Le fanatisme dont parle le pape n’est pas lié, comme il voudrait le faire croire, à l’Islâm à l’exclusion des autres religions, civilisations ou cultures. Au contraire, l’Islâm préconise le pardon et la tolérance. Quant à la violence, elle a touché à un moment ou à un autre toutes les sociétés, depuis l’antiquité à nos jours. La mission de chacune des religions est de la réduire, en éliminant au préalable ses causes réelles.
Parler de terrorisme nécessite d’abord de le définir d’une manière exacte. Les Nations Unies ont tenté de le faire sans y parvenir. Certains veulent le confondre avec la résistance légitime à l’occupation étrangère (comme c’est par exemple le cas actuellement de la Palestine et du Liban). Associer le terrorisme à l’Islâm est une absurdité évidente puisque le terrorisme affecte des pays non musulmans comme l’Irlande ou le Sri Lanka.
Ce qui est encore plus surprenant dans le discours du pape, c’est qu’il affirme comme une sentence que le christianisme est fondé sur la raison et la philosophie grecque, tandis que l’Islâm serait, selon lui, étranger à l’une et à l’autre ! Cela est totalement infondé. Tout au long du Coran, en effet, il est fait appel à la raison qui gouverne le comportement du croyant et fortifie sa foi et il n’y a dans l’Islâm aucune opposition entre la raison et la foi. La question du rapport de la raison à la foi s’est posée aux trois religions révélées et la réponse a été apportée par trois de leurs représentants les plus qualifiés à l’époque médiévale : Ibn Rochd (Averroès), Maïmonide et Thomas d’Aquin.

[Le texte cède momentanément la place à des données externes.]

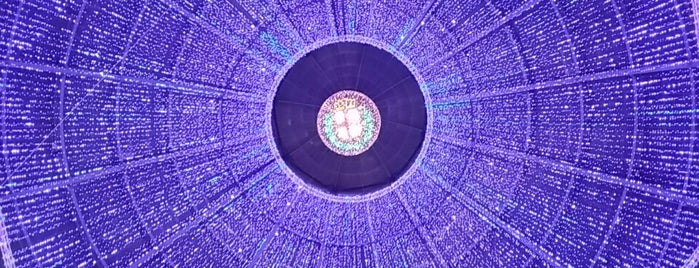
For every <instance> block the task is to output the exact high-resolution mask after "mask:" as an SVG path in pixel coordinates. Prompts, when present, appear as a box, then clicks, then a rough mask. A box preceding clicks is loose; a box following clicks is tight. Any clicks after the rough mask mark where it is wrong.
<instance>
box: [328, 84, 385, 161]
mask: <svg viewBox="0 0 699 268" xmlns="http://www.w3.org/2000/svg"><path fill="white" fill-rule="evenodd" d="M317 125H318V135H320V138H321V140H323V143H324V144H325V146H327V147H328V148H330V150H332V151H333V152H335V153H338V154H340V155H345V156H353V155H358V154H361V153H363V152H365V151H366V150H368V149H369V148H370V147H371V145H373V144H374V142H375V141H376V138H377V137H378V136H379V130H381V115H379V109H378V108H376V104H374V102H373V101H371V99H369V97H367V96H366V95H364V94H362V93H360V92H357V91H352V90H343V91H340V92H337V93H335V94H333V95H332V96H330V97H329V98H328V99H327V100H325V102H323V105H322V106H321V107H320V111H319V112H318V121H317Z"/></svg>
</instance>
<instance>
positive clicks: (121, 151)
mask: <svg viewBox="0 0 699 268" xmlns="http://www.w3.org/2000/svg"><path fill="white" fill-rule="evenodd" d="M698 10H699V5H698V3H697V2H696V1H695V0H579V1H574V0H469V1H464V0H434V1H433V0H425V1H423V0H416V1H406V0H382V1H375V0H317V1H316V0H313V1H301V0H299V1H296V0H289V1H277V0H245V1H237V0H216V1H208V0H187V1H174V0H149V1H142V0H121V1H113V0H52V1H47V0H3V1H0V74H1V77H0V79H1V80H0V90H1V99H0V101H1V105H2V106H0V107H1V111H0V112H1V117H0V124H1V125H2V127H1V131H2V162H1V164H0V166H1V168H0V252H2V265H0V266H3V267H95V266H97V267H129V266H131V267H681V266H683V265H687V266H689V267H692V266H695V265H696V263H697V261H698V260H699V248H698V246H699V154H698V152H699V147H698V145H699V139H698V136H697V119H698V117H699V107H698V105H697V103H698V101H699V94H697V87H699V45H698V41H699V40H698V37H697V25H699V22H698V18H699V16H698V14H697V13H698V12H697V11H698ZM338 36H348V37H350V38H357V39H366V40H376V41H377V42H380V43H383V44H387V45H388V46H389V47H388V48H387V51H390V52H391V53H393V54H395V55H396V57H398V58H400V59H407V60H409V61H410V62H411V64H412V66H411V67H410V68H414V69H415V71H416V73H419V74H420V75H421V79H420V80H418V81H419V82H420V83H421V84H420V86H421V89H422V90H423V92H424V93H425V95H426V96H428V97H429V100H430V102H429V104H428V106H427V110H428V111H429V114H430V115H431V116H432V118H431V120H430V121H429V122H430V125H429V127H430V128H431V132H430V135H431V136H430V139H426V141H429V142H427V143H426V145H425V146H424V147H422V148H424V149H425V153H424V157H421V158H420V159H421V160H419V161H416V162H415V171H414V172H412V173H410V174H411V175H410V176H409V177H408V178H406V179H405V181H404V182H403V183H402V184H400V185H397V186H396V187H392V188H390V191H387V192H386V193H384V194H382V195H381V196H379V197H376V198H372V199H367V200H361V201H357V202H341V201H336V200H330V199H326V198H321V197H318V196H317V195H314V194H311V193H309V192H308V191H307V190H306V189H305V188H303V187H299V186H298V184H296V183H294V181H292V180H291V179H290V178H289V176H288V175H287V173H286V172H285V171H284V170H283V168H282V164H280V162H279V161H278V159H277V158H276V157H275V155H274V149H273V148H272V145H270V142H269V140H268V139H267V137H266V134H265V132H266V130H267V129H268V128H270V126H269V125H268V124H266V123H265V122H266V121H267V120H268V118H270V117H271V114H270V113H269V112H267V110H266V109H265V107H266V106H267V103H266V102H267V96H269V95H271V94H270V91H272V90H273V87H272V85H273V84H274V81H275V77H276V76H277V75H278V74H279V73H280V72H281V71H282V69H283V68H284V66H286V65H287V63H289V62H293V61H294V57H295V55H299V54H303V52H304V51H305V50H306V49H307V48H308V47H310V46H312V45H313V44H315V43H318V42H323V40H332V39H333V38H335V37H338ZM373 64H376V65H379V64H380V63H373ZM382 71H385V72H391V71H394V70H391V69H385V70H382ZM321 78H322V77H319V79H321ZM301 86H302V85H301ZM391 86H393V85H386V87H387V88H389V87H391ZM358 88H359V87H358ZM328 95H330V94H328ZM372 100H373V101H374V102H375V103H377V105H378V104H379V103H380V102H381V101H382V100H380V98H378V97H374V96H372ZM400 112H401V111H400V110H391V111H385V112H384V111H382V114H381V115H382V116H383V117H384V118H387V117H388V115H390V114H394V113H400ZM313 119H315V118H313ZM382 124H383V125H384V128H383V129H387V128H386V126H388V125H389V124H391V122H388V121H387V120H384V121H383V122H382ZM394 126H395V125H394ZM396 127H397V128H398V127H404V128H405V129H409V128H410V127H409V126H396ZM381 134H382V135H383V134H384V132H382V133H381ZM313 135H316V133H315V132H314V133H313ZM377 144H378V143H377ZM377 144H375V145H374V146H373V148H376V145H377ZM376 149H378V148H376Z"/></svg>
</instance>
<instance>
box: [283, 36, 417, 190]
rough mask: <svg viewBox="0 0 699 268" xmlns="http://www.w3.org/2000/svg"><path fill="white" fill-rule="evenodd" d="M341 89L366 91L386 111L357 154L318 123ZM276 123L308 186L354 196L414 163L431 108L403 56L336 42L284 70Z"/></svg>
mask: <svg viewBox="0 0 699 268" xmlns="http://www.w3.org/2000/svg"><path fill="white" fill-rule="evenodd" d="M341 90H355V91H359V92H361V93H363V94H365V95H367V96H368V97H369V98H371V99H372V100H373V101H374V103H375V104H376V106H377V107H378V109H379V113H380V116H381V122H382V123H381V124H382V125H381V129H380V132H379V136H378V138H377V140H376V142H375V143H374V145H373V146H371V148H369V150H367V151H366V152H364V153H361V154H359V155H355V156H342V155H339V154H337V153H335V152H333V151H331V150H330V149H329V148H327V147H326V146H325V144H323V142H322V140H321V138H320V136H319V134H318V131H317V128H316V118H317V115H318V112H319V110H320V107H321V105H322V104H323V102H324V101H325V100H326V99H327V98H328V97H330V96H331V95H332V94H334V93H335V92H338V91H341ZM271 122H272V131H273V135H274V139H275V142H276V145H277V149H278V150H279V154H280V156H281V158H282V159H283V160H284V162H285V163H286V165H287V166H288V167H289V168H290V169H291V170H292V171H293V172H294V173H296V175H297V176H298V177H299V178H301V179H302V180H303V181H304V182H305V183H306V184H308V185H311V186H313V187H316V188H318V189H320V190H322V191H325V192H327V193H330V194H335V195H357V194H365V193H370V192H373V191H376V190H379V189H382V188H384V187H386V186H388V185H390V184H392V183H393V182H394V181H396V180H397V179H398V178H400V177H401V175H403V174H404V173H405V171H406V170H408V169H409V168H410V166H411V165H412V164H413V162H414V160H415V158H416V157H417V155H418V154H419V152H420V149H421V147H422V143H423V140H424V138H425V131H426V128H427V111H426V107H425V99H424V97H423V95H422V91H421V90H420V85H419V83H418V82H417V80H416V79H415V77H414V76H413V74H412V73H411V72H410V70H409V69H408V68H407V67H406V66H405V65H404V64H403V63H402V62H401V61H400V60H399V59H398V58H396V57H395V56H393V55H392V54H391V53H389V52H387V51H385V50H382V49H379V48H377V47H375V46H372V45H368V44H364V43H357V42H339V43H333V44H329V45H326V46H323V47H320V48H318V49H315V50H313V51H311V52H309V53H308V54H306V55H305V56H303V57H302V58H301V59H299V60H298V61H297V62H296V63H294V65H293V66H292V67H291V68H290V69H289V70H288V71H287V73H286V74H285V76H284V78H283V79H282V80H281V82H280V83H279V87H278V88H277V92H276V95H275V96H274V100H273V105H272V121H271Z"/></svg>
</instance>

Tous les trois étaient nourris de philosophie grecque. La philosophie hellénique, faut-il le rappeler, a été traduite en arabe à Baghdad et transmise à l’Europe médiévale ? Comme chacun sait, Ibn Rochd a été le commentateur d’Aristote. Chacun de ces trois grands penseurs est une autorité incontestée dans sa religion. Si le pape veut rappeler les spécificités du christianisme, c’est son droit, notamment lorsqu’il demande à ses coreligionnaires de dire clairement en quel Dieu ils croient. Mais, il se trompe lourdement lorsqu’il affirme que pour l’Islâm, Dieu est absolument transcendant au point que sa volonté échappe à nos catégories ! En réalité, dans l’Islâm Dieu est amour ; « Il est plus proche du croyant que sa veine jugulaire » (Coran, s.50, v.16). Il est plein de miséricorde à son égard et lui pardonne ses péchés, lorsqu’il fait preuve de repentir sincère.

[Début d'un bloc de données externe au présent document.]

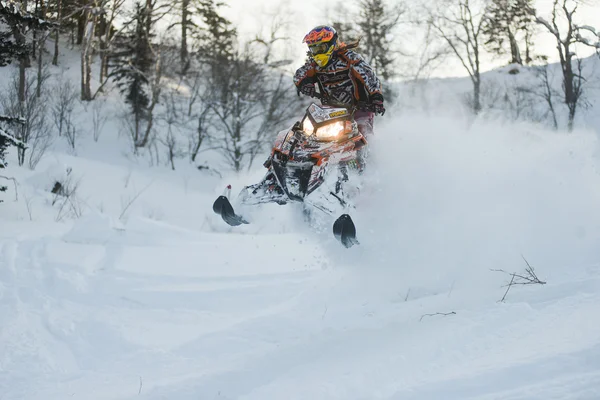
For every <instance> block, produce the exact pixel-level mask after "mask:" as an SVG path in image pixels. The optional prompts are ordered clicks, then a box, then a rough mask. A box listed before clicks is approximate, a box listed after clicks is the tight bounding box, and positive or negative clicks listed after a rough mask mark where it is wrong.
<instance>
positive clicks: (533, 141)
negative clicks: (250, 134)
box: [0, 110, 600, 400]
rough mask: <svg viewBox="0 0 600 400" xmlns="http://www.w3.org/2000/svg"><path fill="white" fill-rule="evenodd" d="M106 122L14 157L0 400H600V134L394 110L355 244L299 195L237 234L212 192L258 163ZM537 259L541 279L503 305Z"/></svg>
mask: <svg viewBox="0 0 600 400" xmlns="http://www.w3.org/2000/svg"><path fill="white" fill-rule="evenodd" d="M108 126H109V128H108V131H107V132H105V133H104V134H103V135H102V136H101V138H100V140H99V143H94V142H93V141H92V140H91V139H90V138H87V139H83V140H82V142H81V144H80V147H79V148H78V152H77V154H78V155H77V156H74V155H69V154H67V153H66V152H64V151H61V150H60V149H57V150H55V151H53V152H51V153H49V155H48V156H47V157H46V158H44V159H43V160H42V162H41V163H40V164H39V165H38V167H37V168H36V170H35V171H30V170H28V169H26V168H17V167H14V165H15V164H16V163H15V162H14V155H12V156H11V157H12V158H11V160H12V161H13V162H12V163H11V165H12V166H13V167H12V168H11V169H10V170H9V171H10V173H11V174H12V175H14V176H15V177H17V179H18V181H19V187H18V190H19V191H18V196H19V197H18V201H14V191H11V192H9V193H8V196H4V197H5V199H6V201H5V203H2V204H1V205H0V221H1V229H0V399H2V400H17V399H19V400H21V399H27V400H34V399H36V400H37V399H44V400H63V399H85V400H92V399H98V400H112V399H115V400H116V399H119V400H121V399H123V400H124V399H134V398H135V399H153V400H159V399H161V400H162V399H169V400H171V399H172V400H188V399H189V400H192V399H194V400H197V399H202V400H204V399H211V400H212V399H230V400H231V399H245V400H249V399H257V400H258V399H260V400H266V399H303V400H304V399H344V400H348V399H357V400H366V399H386V400H400V399H402V400H406V399H419V400H423V399H436V400H437V399H478V400H479V399H494V400H498V399H506V400H507V399H511V400H515V399H523V400H525V399H527V400H531V399H540V400H541V399H544V400H548V399H578V400H583V399H585V400H595V399H599V398H600V312H599V310H600V253H599V252H598V249H599V248H600V206H599V205H600V158H599V156H600V142H599V139H598V136H597V134H596V132H595V131H594V130H593V129H590V130H583V129H579V130H577V131H575V132H573V133H570V134H567V133H563V132H554V131H545V130H543V129H542V128H539V127H535V126H533V125H527V124H524V123H508V122H505V123H500V122H489V121H488V122H485V121H475V122H472V121H467V119H466V118H462V117H461V116H456V115H454V116H452V117H451V118H450V117H447V116H444V114H443V113H439V114H437V115H435V113H434V114H433V115H432V114H431V113H430V114H428V115H426V114H421V113H419V112H414V113H413V112H410V113H407V112H396V113H395V112H394V110H389V111H388V113H387V114H386V118H384V119H382V120H381V121H377V128H376V138H375V139H373V140H372V146H373V147H372V148H373V150H372V159H371V164H370V167H369V170H368V171H367V173H366V176H367V178H369V179H368V182H369V184H368V185H367V186H366V187H365V189H364V193H363V197H362V198H361V201H360V203H359V210H358V211H357V213H356V214H355V215H353V218H354V219H355V221H356V225H357V228H358V238H359V240H360V242H361V244H360V246H355V247H353V248H351V249H345V248H343V247H341V246H340V245H339V244H338V243H336V242H335V240H334V239H333V238H332V237H331V235H330V234H329V232H326V233H323V234H316V233H313V232H311V231H310V229H309V228H308V227H306V226H305V225H304V224H303V223H302V218H301V216H300V215H299V213H298V210H297V209H294V208H293V207H287V206H286V207H280V206H276V205H274V206H270V207H267V206H265V207H263V209H261V210H259V211H258V212H257V214H256V215H254V220H255V222H256V223H255V224H252V225H250V226H244V227H241V228H239V229H238V228H235V229H232V228H229V227H226V226H224V224H223V223H222V221H220V220H219V218H218V217H217V216H215V215H214V214H213V213H212V209H211V205H212V201H213V200H214V199H215V197H216V196H217V195H218V194H220V193H221V191H222V189H223V188H224V186H225V185H226V184H228V183H232V184H234V190H235V188H236V187H237V188H238V189H239V187H240V185H241V184H243V183H249V182H254V181H256V180H257V179H259V178H260V176H261V174H262V172H263V171H262V170H261V167H256V168H254V169H253V170H252V171H250V172H249V173H247V174H243V175H241V176H233V175H232V174H225V175H224V176H223V177H222V178H221V177H219V176H217V175H213V174H211V173H209V172H207V171H198V170H196V169H195V168H192V167H187V166H185V165H184V164H185V163H184V162H182V163H181V164H180V165H178V169H177V170H176V171H171V170H169V169H167V168H166V167H156V166H154V167H148V166H147V162H146V161H145V160H143V159H142V160H135V159H132V158H131V157H126V156H125V155H124V154H125V153H126V152H127V144H126V140H125V139H124V138H122V137H119V135H118V134H117V132H116V128H114V127H113V128H111V125H110V124H109V125H108ZM67 170H70V171H71V172H70V174H69V175H70V176H71V177H72V180H73V181H80V185H79V187H78V190H77V195H76V196H75V197H74V198H73V202H74V204H71V203H67V204H65V205H64V207H62V205H63V200H62V199H60V198H59V199H58V200H57V201H56V202H55V203H54V204H52V202H53V199H54V195H52V194H51V193H50V190H51V189H52V186H53V184H54V182H55V180H56V179H64V177H65V176H66V174H67V172H66V171H67ZM9 183H10V182H9ZM61 207H62V208H61ZM78 210H79V211H81V213H82V215H81V216H80V217H79V218H74V215H73V213H74V212H78ZM524 259H526V260H527V262H529V263H530V264H531V265H532V266H533V267H534V268H535V272H536V273H537V275H538V277H539V278H540V279H541V280H542V281H544V282H546V284H545V285H526V286H514V287H511V288H510V290H509V292H508V293H507V294H506V298H505V301H503V302H501V301H500V299H502V298H503V296H504V295H505V293H506V287H504V285H506V284H507V283H508V282H509V281H510V279H511V276H510V275H509V274H507V273H513V272H514V273H518V274H523V273H525V268H526V266H527V265H526V262H525V260H524ZM496 269H502V270H504V271H506V272H507V273H504V272H499V271H492V270H496Z"/></svg>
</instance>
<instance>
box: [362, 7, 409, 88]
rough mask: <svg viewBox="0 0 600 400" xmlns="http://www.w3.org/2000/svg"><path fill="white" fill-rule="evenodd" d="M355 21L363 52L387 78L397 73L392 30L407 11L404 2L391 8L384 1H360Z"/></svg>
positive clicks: (381, 76)
mask: <svg viewBox="0 0 600 400" xmlns="http://www.w3.org/2000/svg"><path fill="white" fill-rule="evenodd" d="M358 3H359V4H358V6H359V9H360V11H359V14H358V18H357V20H356V24H357V25H358V31H359V35H360V36H362V39H361V49H362V54H363V56H364V57H365V58H366V60H367V61H368V62H369V64H371V66H372V67H373V68H374V69H375V71H376V73H377V74H378V75H379V76H381V78H382V79H383V80H384V81H388V80H389V79H390V78H392V77H393V76H394V75H395V71H394V65H393V63H394V57H393V54H394V49H393V48H392V45H393V43H394V42H393V33H394V30H395V29H396V28H397V27H398V23H399V20H400V17H401V16H402V14H404V12H405V10H404V8H403V7H402V5H401V4H398V5H396V6H394V7H389V6H387V5H386V4H385V2H384V1H383V0H359V2H358Z"/></svg>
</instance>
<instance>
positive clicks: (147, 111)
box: [111, 2, 155, 146]
mask: <svg viewBox="0 0 600 400" xmlns="http://www.w3.org/2000/svg"><path fill="white" fill-rule="evenodd" d="M147 18H148V14H147V12H146V10H145V6H144V5H142V4H140V3H139V2H138V3H136V5H135V14H134V16H133V19H132V21H131V23H130V25H131V26H132V29H130V30H129V31H128V32H126V33H125V34H124V35H123V36H122V38H121V40H120V42H119V43H118V46H119V51H118V52H116V53H115V54H113V57H112V67H113V71H112V72H111V76H112V77H113V79H114V80H115V82H116V83H117V86H118V87H119V89H120V91H121V93H122V94H123V95H124V96H125V102H126V103H127V104H129V106H130V107H131V113H132V116H133V127H132V128H133V129H132V131H133V132H132V136H133V141H134V144H135V146H140V142H141V141H142V138H143V137H144V135H143V132H144V122H147V121H148V117H149V107H150V101H151V99H150V96H151V94H150V87H149V86H150V79H151V78H150V74H151V70H152V66H153V65H154V62H155V58H154V54H153V52H152V49H151V43H150V37H149V33H148V31H147V20H146V19H147Z"/></svg>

S’il est juste d’éviter les confusions entre les religions et de délimiter les conditions du dialogue, encore faut-il éviter de s’immiscer dans ce qui fait l’originalité des autres religions et respecter les différences qui existent entre elles. Sans cette condition fondamentale, aucun dialogue inter- religieux ou inter-culturel n’est possible.
Le discours de Benoît XVI ne favorise pas le dialogue ; il nourrit, au contraire, le climat d’islamophobie qui s’est amplifié en Occident, surtout depuis le 11 septembre 2001. Si le pape souhaite un vrai dialogue avec l’Islâm, il importe qu’il prenne d’abord connaissance de l’Islâm, en faisant appel aux spécialistes islamologues catholiques qui ont le mieux compris notre religion comme les regrettés Louis Massignon, Louis Gardet et Jacques Berque, en évitant de recourir de nouveau à la controverse et à la polémique stériles.

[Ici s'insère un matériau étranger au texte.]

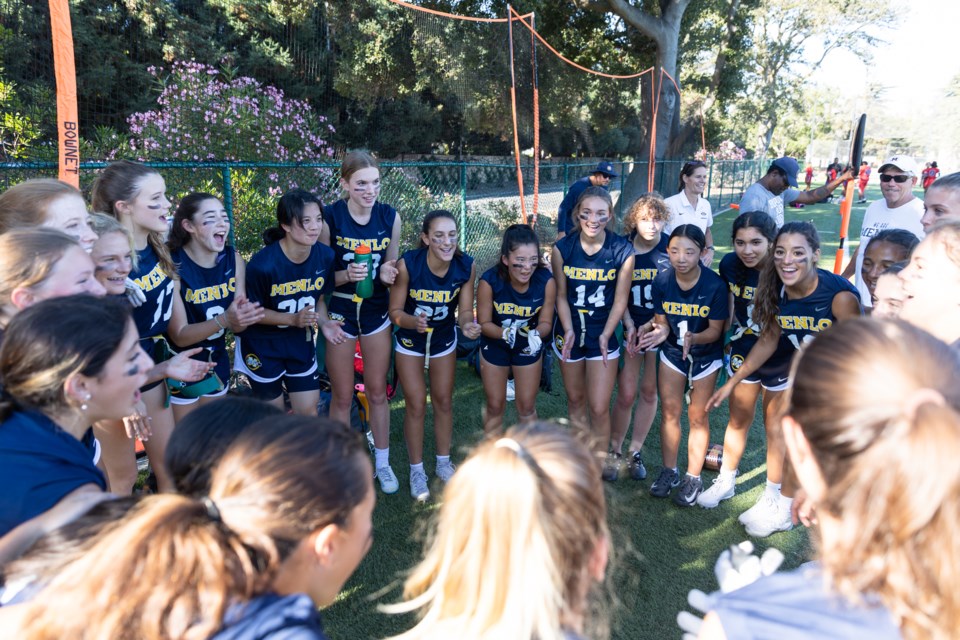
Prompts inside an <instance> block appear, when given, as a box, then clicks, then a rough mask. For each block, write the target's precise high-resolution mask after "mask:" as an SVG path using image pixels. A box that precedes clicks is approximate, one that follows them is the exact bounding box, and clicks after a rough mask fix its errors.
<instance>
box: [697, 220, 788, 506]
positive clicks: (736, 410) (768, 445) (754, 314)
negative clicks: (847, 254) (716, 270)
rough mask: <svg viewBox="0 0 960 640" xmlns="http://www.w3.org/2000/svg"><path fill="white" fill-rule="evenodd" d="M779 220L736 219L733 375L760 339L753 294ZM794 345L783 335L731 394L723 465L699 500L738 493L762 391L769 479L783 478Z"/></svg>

Nous sommes en droit de demander au pape de reconsidérer sa position dans un sens conforme à la déclaration du concile Vatican II, de manière à permettre une compréhension mutuelle entre nos deux religions universelles.

 


Alger, 22/06/2010



ÜÜÜÜÜÜÜÜÜÜÜÜÜÜÜÜÜÜÜÜÜÜÜÜÜÜÜÜÜÜÜÜÜÜÜÜÜÜÜÜÜÜÜÜÜÜÜÜÜÜÜÜÜÜÜÜÜÜÜÜ .Dr Bouamrane Chikh
- Président du Haut Conseil Islamique – Alger.